Many organisations will be considering if social investment is the right route for them. It can be a big step and isn’t right for everyone. So, what are the key considerations for potential investees and what are the risks?
The social investment market is gaining momentum and Big Society Capital (BSC), estimates that around 3,500 charities and social enterprises in the UK have now benefitted from it.
One of the biggest changes for new investees is that once an external stakeholder or investor is on board, they expect an organisation to be highly accountable. They will want regular progress updates, including accurate financial reports. Investees must be able to demonstrate robust governance and any potential investees should ensure they have the appropriate people in place who will be able to deliver the oversight required.
Naturally debut investees worry about the risk of taking on repayable finance, and a key part of any social investor’s decision process involves a rigorous evaluation of potential risks. The most important factor for us is to ensure that an investment doesn’t put the organisation at risk of failure with the obvious implications for beneficiaries.
Appealing to investors
A new investee must present a good business case and demonstrate the investment will improve their social impact, generate more income and crucially, be repaid over time. Investors will also examine the sources of repayment closely and need to see a clear link between how the money will be used and how it will be repaid.
Investees should submit three to five years’ worth of historic financial information (when available) and a well thought through business plan and projections –substance over style is more important. The business plan doesn’t need to be overly optimistic and investees shouldn’t worry if past performance has been mixed. This is only part of the story – although there should be an explanation, the business plan should outline how the situation might change in the future. Having a good narrative is vital.
Investees should be careful when projecting costs. Being overly conservative can undermine interest in the project – but it is also important to remember to justify and explain the numbers. Comparing projections against other organisations doing something similar is a good way to make sure you are striking the right balance.
The investment process
As part of the investment process, it should be determined whether social investment is the right kind of funding as it doesn’t suit everyone. Some organisations might be able to access philanthropic grants or alternative funding that better fits their business models.
The risks should be fully understood and, for example, organisations should expect to supply a detailed rationale for taking on an investment over a five-year period if their core contract ended after two years. Organisations should demonstrate they understand the flow of funds and sustainability of the projects they support.
Social investors work in the real world of government cuts and with the pressure of shrinking expenditure on vital services, they are finding new ways to work with investees to share risk as a way of unlocking opportunities for them.
Case study: blended funding
Some social investors, such as SASC, can provide blended funding, offering a mix of grants and loans which can make it more affordable for the charity. This was a good solution for Giroscope, a social housing company in Hull.

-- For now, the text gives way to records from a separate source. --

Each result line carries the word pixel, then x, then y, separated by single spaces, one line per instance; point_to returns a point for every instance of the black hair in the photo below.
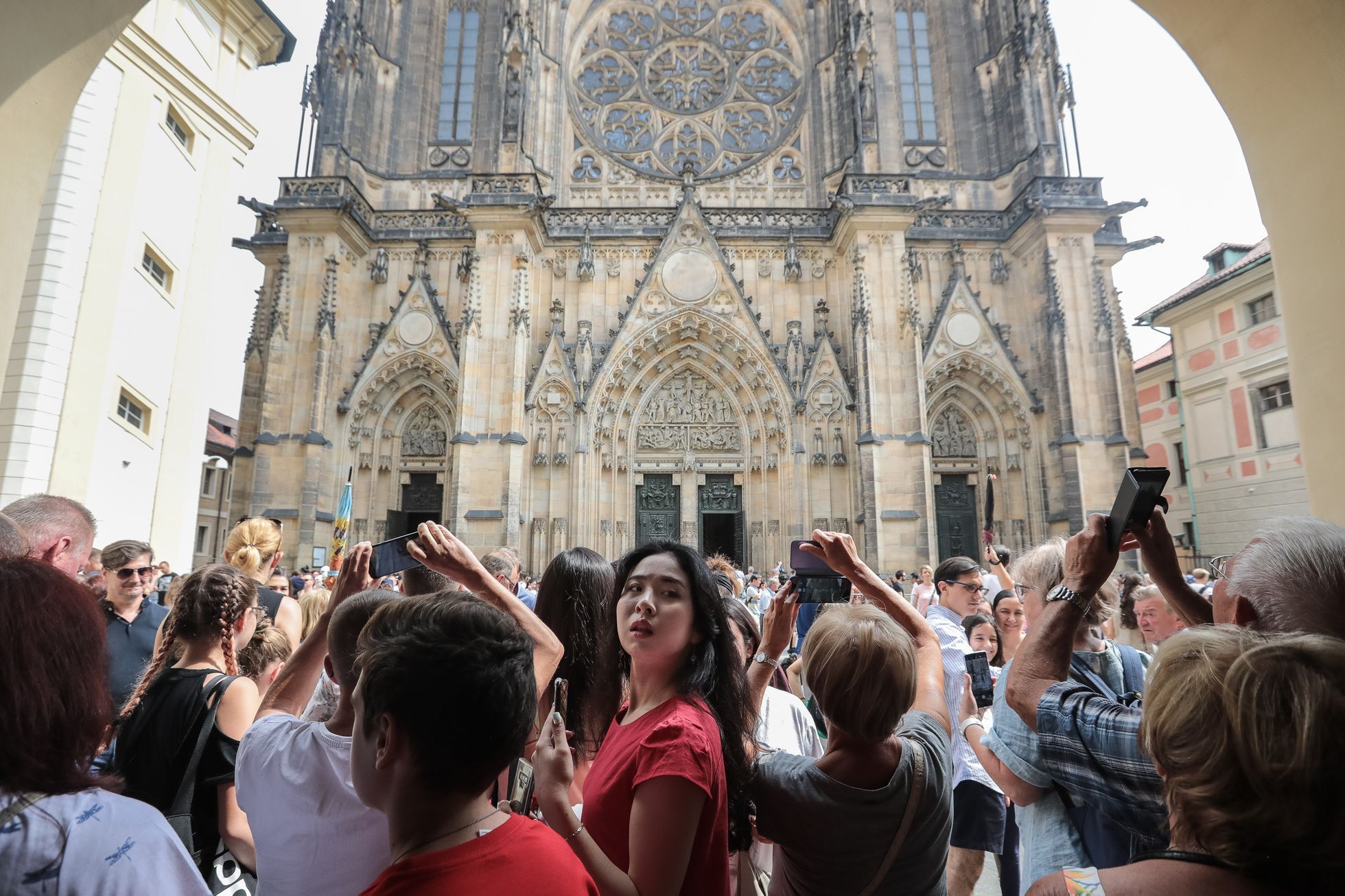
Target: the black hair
pixel 981 620
pixel 571 602
pixel 951 568
pixel 712 673
pixel 458 677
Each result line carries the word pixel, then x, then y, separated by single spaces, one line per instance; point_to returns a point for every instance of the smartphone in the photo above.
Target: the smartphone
pixel 814 580
pixel 521 788
pixel 561 697
pixel 392 556
pixel 982 687
pixel 1141 490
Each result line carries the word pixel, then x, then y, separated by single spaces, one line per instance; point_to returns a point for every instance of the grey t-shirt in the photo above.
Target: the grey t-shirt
pixel 833 837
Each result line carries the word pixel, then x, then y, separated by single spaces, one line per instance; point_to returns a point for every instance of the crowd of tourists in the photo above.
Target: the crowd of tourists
pixel 662 723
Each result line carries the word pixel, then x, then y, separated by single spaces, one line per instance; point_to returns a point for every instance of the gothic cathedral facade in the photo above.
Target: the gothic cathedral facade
pixel 595 272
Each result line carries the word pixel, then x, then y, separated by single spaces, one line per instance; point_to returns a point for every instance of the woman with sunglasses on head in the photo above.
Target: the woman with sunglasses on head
pixel 166 718
pixel 666 797
pixel 253 547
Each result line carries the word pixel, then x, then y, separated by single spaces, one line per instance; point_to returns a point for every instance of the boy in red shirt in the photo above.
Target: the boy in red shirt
pixel 444 703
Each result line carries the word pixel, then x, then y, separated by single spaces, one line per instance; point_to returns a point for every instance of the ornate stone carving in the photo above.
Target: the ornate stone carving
pixel 424 435
pixel 952 435
pixel 998 267
pixel 378 267
pixel 688 84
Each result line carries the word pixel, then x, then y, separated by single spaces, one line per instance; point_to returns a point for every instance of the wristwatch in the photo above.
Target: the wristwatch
pixel 1076 600
pixel 769 661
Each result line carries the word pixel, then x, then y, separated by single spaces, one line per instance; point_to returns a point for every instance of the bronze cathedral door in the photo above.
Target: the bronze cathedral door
pixel 658 508
pixel 955 513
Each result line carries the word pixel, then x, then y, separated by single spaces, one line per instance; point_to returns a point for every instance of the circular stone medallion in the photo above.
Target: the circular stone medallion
pixel 416 327
pixel 689 275
pixel 962 329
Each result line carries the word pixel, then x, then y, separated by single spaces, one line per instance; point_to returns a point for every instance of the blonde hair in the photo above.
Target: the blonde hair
pixel 312 606
pixel 267 646
pixel 861 666
pixel 1244 727
pixel 1044 568
pixel 252 544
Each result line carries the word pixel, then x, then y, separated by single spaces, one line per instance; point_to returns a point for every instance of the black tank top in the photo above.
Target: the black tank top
pixel 155 744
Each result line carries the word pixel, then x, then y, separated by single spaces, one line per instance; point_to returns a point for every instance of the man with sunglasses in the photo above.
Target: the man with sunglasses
pixel 978 805
pixel 134 620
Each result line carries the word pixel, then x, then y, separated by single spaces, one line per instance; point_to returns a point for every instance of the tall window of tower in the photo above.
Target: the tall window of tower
pixel 916 75
pixel 455 99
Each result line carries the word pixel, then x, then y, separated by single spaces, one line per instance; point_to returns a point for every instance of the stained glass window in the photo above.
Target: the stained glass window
pixel 916 73
pixel 455 99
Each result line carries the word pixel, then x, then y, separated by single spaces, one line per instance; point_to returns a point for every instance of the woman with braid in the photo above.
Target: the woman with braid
pixel 213 618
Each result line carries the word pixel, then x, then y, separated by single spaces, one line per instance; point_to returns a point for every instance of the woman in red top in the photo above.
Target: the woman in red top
pixel 666 798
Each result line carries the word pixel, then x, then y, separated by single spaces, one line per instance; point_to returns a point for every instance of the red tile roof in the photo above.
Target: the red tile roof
pixel 1158 355
pixel 1258 253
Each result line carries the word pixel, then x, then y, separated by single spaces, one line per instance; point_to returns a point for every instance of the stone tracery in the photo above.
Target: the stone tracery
pixel 658 86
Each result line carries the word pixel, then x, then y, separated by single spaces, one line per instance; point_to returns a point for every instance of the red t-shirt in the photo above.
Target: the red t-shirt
pixel 508 860
pixel 679 739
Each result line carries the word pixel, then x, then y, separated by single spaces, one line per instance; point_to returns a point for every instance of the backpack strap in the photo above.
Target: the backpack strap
pixel 187 789
pixel 907 818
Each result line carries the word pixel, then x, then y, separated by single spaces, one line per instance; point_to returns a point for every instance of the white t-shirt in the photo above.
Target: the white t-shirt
pixel 113 847
pixel 312 833
pixel 784 724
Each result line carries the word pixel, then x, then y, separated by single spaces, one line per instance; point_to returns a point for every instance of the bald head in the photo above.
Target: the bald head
pixel 60 530
pixel 12 541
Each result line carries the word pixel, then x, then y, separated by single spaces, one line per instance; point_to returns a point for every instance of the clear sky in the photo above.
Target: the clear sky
pixel 1147 126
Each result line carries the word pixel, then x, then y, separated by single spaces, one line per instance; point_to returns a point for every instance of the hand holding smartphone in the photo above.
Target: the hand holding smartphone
pixel 982 687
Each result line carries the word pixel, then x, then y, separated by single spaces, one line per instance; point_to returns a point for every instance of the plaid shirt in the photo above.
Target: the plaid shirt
pixel 1090 744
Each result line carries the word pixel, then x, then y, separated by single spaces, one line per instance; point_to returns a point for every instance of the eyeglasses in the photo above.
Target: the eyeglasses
pixel 279 523
pixel 975 589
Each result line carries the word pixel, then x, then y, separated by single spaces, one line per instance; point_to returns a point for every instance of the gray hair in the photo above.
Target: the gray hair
pixel 43 518
pixel 1044 568
pixel 1293 574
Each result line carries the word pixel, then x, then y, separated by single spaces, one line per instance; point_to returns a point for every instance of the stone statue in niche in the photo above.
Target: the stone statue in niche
pixel 513 103
pixel 378 267
pixel 584 355
pixel 952 435
pixel 424 436
pixel 868 106
pixel 998 267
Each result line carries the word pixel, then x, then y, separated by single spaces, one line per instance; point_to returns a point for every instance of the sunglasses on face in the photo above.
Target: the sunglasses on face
pixel 280 525
pixel 975 589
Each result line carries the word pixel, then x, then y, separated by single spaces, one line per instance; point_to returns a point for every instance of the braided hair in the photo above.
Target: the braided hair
pixel 209 603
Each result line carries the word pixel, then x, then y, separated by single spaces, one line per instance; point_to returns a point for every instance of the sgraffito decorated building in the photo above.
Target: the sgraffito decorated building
pixel 598 272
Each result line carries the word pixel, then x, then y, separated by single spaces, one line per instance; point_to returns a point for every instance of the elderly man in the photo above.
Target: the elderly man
pixel 134 620
pixel 60 530
pixel 1157 620
pixel 1289 579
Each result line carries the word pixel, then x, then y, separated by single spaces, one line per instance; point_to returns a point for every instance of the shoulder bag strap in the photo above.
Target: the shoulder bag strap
pixel 907 818
pixel 19 806
pixel 187 789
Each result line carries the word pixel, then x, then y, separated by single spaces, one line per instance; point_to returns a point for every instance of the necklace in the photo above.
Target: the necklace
pixel 1180 856
pixel 437 837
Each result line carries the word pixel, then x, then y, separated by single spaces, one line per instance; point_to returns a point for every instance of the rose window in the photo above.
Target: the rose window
pixel 688 82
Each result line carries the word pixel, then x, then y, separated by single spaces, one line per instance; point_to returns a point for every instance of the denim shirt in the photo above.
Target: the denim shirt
pixel 1048 840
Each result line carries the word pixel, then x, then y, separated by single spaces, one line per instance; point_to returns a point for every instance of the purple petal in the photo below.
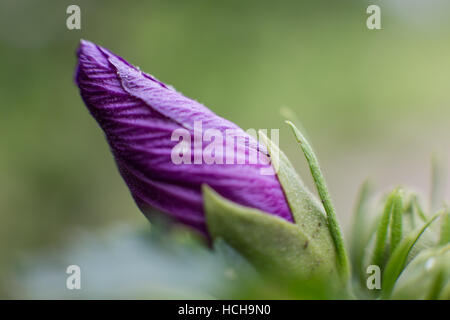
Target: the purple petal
pixel 138 114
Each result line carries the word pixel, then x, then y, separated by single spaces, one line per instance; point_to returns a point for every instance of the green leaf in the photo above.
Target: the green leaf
pixel 382 232
pixel 427 276
pixel 445 228
pixel 360 232
pixel 333 224
pixel 396 223
pixel 397 261
pixel 306 209
pixel 270 243
pixel 419 209
pixel 438 179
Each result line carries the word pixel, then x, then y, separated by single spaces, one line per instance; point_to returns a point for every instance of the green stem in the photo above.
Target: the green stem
pixel 333 224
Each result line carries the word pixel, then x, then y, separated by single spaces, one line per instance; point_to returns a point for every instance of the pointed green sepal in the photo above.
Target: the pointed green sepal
pixel 270 243
pixel 398 258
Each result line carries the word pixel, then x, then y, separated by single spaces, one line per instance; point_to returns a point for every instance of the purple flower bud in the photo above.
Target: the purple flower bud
pixel 139 115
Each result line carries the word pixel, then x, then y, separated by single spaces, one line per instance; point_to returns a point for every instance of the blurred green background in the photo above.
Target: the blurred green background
pixel 374 103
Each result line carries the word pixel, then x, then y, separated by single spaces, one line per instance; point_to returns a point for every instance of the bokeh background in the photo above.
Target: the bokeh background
pixel 374 103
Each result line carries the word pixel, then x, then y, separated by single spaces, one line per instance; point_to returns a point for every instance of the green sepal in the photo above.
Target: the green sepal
pixel 270 243
pixel 398 258
pixel 427 276
pixel 445 228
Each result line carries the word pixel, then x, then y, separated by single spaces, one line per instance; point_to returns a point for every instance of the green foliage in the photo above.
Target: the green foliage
pixel 333 224
pixel 397 260
pixel 268 242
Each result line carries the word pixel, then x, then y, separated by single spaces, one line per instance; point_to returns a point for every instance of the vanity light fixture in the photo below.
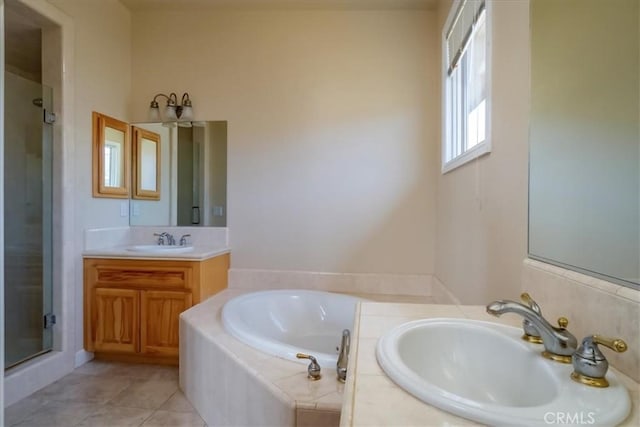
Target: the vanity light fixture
pixel 173 113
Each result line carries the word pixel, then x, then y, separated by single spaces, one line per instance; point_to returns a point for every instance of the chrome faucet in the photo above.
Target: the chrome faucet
pixel 589 364
pixel 171 239
pixel 343 358
pixel 531 334
pixel 559 344
pixel 164 235
pixel 160 237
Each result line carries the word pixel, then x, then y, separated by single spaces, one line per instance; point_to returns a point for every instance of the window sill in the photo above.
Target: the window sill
pixel 467 156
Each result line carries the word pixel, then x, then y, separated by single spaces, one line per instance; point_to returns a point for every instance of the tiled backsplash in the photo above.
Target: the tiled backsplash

Giroscope was set up in 1985 by a group of volunteers in response to the housing crisis that had hit deprived neighbourhoods in Hull. The charity buys and renovates empty properties to provide affordable homes to rent for those in need and engages and trains volunteers, many of whom are at risk of social exclusion.
A successful application for social investment in 2015 allowed Giroscope to purchase a commercial property, which is now renovated into a community hub, providing support services, training and enterprise and space other community businesses can rent, as well as two other properties.
The charity then secured ‘blended’ funding of £1 million in December 2017 with the investment from SASC sitting alongside a grant from Power to Change which comprises 25% of the loan, making it more affordable for the charity. The investment will enable Giroscope to purchase and renovate three further properties and to develop an exciting self-build project, which will see four to six houses being developed. The charity now provides housing for 264 people which is a 20% increase since receiving the first investment from SASC.